Long-term vision and planning
One of Dyche’s first questions to Burnley owners, when he took charge in 2012, was about the Premier League money from their previous spell in the top flight. He had played at Turf Moor loads of times, explained Dyche, and the changing rooms were still the same. The owners shrugged their shoulders; the money had naturally been spent on players, wages and the like. “We can’t afford to do that again,” for Dyche, there had to be a bigger picture than that.
When the owners approved a £10.5 million project for a new training ground back in 2015, the sum was more than they had ever spent on a player. Back in March 2017, Burnley completed the move to their new training centre in Barnfield. They were back in the Premier League in time to see the fruits of their patience and meticulous planning - it felt a refreshing moment amidst the frenzy of modern football.
Burnley have the joint best defence in the Premier League this season alongside both Manchester clubs, having conceded only 12 goals in 18 games. 7 of their 9 league wins this season have been 1-0 scorelines, with a total of 9 clean sheets. Only Chelsea and Manchester City have managed to put more than one goal past Burnley in the league this season.
The foundation for a rock-solid defence has been an effective centre-back partnership, with Tarkowski (28) and Ben Mee (25) having blocked more shots than any player bar Brighton’s Lewis Dunk (29). Steven Defour has patrolled the midfield intelligently, with 34 interceptions (8th highest in the league) to show for it.
It is astonishing to recollect now that Burnley won their first and only away game of 2016-17 in April, racking up 14 losses in 19 matches. With 15 points, they have already doubled their away points tally by December this season. A memorable opening day win at Chelsea and draws at Liverpool and Tottenham have been the highlights of their campaign, while hard-fought wins at Everton and Southampton add gloss to their tale.

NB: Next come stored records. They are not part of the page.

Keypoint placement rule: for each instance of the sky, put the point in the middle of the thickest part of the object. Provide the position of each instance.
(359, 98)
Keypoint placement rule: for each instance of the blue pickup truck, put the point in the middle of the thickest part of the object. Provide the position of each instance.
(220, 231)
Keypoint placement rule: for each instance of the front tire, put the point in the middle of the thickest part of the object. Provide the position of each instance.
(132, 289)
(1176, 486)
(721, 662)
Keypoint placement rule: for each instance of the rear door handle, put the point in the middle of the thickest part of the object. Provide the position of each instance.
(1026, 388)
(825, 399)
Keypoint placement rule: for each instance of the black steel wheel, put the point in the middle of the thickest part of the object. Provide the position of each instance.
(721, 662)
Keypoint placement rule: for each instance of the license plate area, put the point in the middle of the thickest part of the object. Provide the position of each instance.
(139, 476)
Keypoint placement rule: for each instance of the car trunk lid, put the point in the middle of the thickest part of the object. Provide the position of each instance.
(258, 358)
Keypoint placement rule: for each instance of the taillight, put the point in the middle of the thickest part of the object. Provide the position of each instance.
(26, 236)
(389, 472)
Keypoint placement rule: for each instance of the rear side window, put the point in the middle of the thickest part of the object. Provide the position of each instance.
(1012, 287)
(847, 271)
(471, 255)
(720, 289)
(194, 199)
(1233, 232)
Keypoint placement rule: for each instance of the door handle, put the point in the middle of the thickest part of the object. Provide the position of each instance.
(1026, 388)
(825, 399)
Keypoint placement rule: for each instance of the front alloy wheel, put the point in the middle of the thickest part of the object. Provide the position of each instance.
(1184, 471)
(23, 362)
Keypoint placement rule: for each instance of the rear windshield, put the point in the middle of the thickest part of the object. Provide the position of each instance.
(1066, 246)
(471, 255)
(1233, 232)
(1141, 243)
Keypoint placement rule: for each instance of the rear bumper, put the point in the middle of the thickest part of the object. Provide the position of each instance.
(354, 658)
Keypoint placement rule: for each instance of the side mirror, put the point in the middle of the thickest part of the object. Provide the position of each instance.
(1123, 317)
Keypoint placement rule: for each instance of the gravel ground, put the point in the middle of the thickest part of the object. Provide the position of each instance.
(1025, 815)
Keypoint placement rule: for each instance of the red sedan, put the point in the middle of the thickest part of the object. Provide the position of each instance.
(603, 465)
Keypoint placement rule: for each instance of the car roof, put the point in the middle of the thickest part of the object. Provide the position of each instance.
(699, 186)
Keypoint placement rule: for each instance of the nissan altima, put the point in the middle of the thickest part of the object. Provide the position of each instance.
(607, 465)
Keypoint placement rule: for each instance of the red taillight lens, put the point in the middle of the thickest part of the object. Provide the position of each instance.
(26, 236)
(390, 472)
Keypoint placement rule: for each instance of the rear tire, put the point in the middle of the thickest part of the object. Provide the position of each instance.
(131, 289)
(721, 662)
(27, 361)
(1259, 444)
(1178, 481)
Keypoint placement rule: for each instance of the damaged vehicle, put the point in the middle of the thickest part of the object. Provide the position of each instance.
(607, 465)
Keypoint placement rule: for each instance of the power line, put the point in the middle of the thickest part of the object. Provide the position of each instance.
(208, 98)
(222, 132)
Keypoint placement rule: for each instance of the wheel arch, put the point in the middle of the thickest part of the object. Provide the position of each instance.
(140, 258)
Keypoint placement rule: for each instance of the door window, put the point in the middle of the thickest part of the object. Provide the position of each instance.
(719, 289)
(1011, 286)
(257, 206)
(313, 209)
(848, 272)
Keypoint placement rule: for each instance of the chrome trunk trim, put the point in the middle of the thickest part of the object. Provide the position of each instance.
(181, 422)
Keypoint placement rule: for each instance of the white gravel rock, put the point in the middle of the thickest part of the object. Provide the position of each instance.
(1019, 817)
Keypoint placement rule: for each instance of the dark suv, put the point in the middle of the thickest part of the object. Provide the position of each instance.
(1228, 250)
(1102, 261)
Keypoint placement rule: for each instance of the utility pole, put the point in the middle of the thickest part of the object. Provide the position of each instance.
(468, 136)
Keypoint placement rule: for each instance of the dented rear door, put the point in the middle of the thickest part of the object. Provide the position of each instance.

Under Sean Dyche, Burnley have always been good at Turf Moor. Last season, they managed 33 points from 19 home games. This season, their newfound potency away from home has been key to their success, propelling them from midtable security to European contention.
The way forward
Not unlike Ranieri in 2015-16, Dyche has been quick to downplay expectations. “The first target is to try and achieve something better than we did last season,” said Dyche a week ago. Indeed, 40 points remains the ground target upon which to build. At their current rate, Burnley could easily surpass the total by January.
A crack at the top four remains elusively difficult for a side with issues in front of goal – outside relegation places, only Bournemouth, Crystal Palace and Brighton have scored less – yet even a position north of 8th would represent a substantial achievement for a club with Burnley’s resources.
Dyche has forged a formidable resume for himself - it only remains to be seen how much further he can take Burnley before bigger clubs inevitably come calling.